Massoud Shadjareh, founder and chairman of the Islamic Human Rights Commission (IHRC), allegedly backed the death sentence imposed by Ayatollah Ruhollah Khomeini, the former Iranian supreme leader, in 1989.

The commission has benefited from £1.4 million ($1.6m) in charity cash.

Rushdie was left fighting for his life after being stabbed at an event in New York this month. The well-known author has since been removed from a ventilator and is on the road to recovery.

Mr Shadjareh, 70, has in the past backed Iran’s fatwa calling for the killing of the author over his writing of the controversial novel The Satanic Verses, according to a report by The Mail on Sunday.

“I am old enough to remember what was happening at the time of the Rushdie affair,” Mr Shadjareh is reported to have told a conference on Islamophobia in December.

“We weren't organised as a Muslim community. We didn't even have any huge national umbrella organisations.

“But ordinary Muslims from all different backgrounds, even those who were not fully practising, they came with the understanding that this was wrong and they supported the fatwa against this.”

Mr Shadjareh was quoted in the newspaper as saying his speech late last year “or more broadly the issues around the ‘fatwa’ and the Muslim community’s response to it” may have been misunderstood.

He said he would be open to having a public discussion on the topic and explain “what Muslims in general and I in particular feel about the matter”.

The man accused of stabbing Rushdie last week pleaded not guilty to attempted murder and assault charges.

Hadi Matar, 24, appeared at a hearing at Chautauqua County Court in New York state on Thursday after being indicted by a grand jury.

Pictures showed him handcuffed in a grey striped jumpsuit and white face mask..

Mr Matar, of Fairview, New Jersey, was arrested after allegedly rushing on to the stage at the Chautauqua Institution on Friday, August 12, stabbing Rushdie about a dozen times, including in the neck and eye, in front of a crowd.

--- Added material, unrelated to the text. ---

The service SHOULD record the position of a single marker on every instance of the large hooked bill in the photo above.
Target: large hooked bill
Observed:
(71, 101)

He was charged with one count of second-degree attempted murder, which carries a maximum sentence of 25 years in prison, and one count of second-degree assault.

Judge David Foley refused to grant Mr Matar bail, according to court papers.

Defending lawyer Nathaniel Barone argued that Mr Matar had no criminal record and would not flee the country if released.

Mr Foley ordered the lawyers involved in the case not to give interviews to the media.

Chautauqua County district attorney Jason Schmidt told the court that Mr Matar had travelled to the area on Thursday, August 11 from his home in New Jersey carrying "false identification, cash, prepaid Visa cards and multiple knives".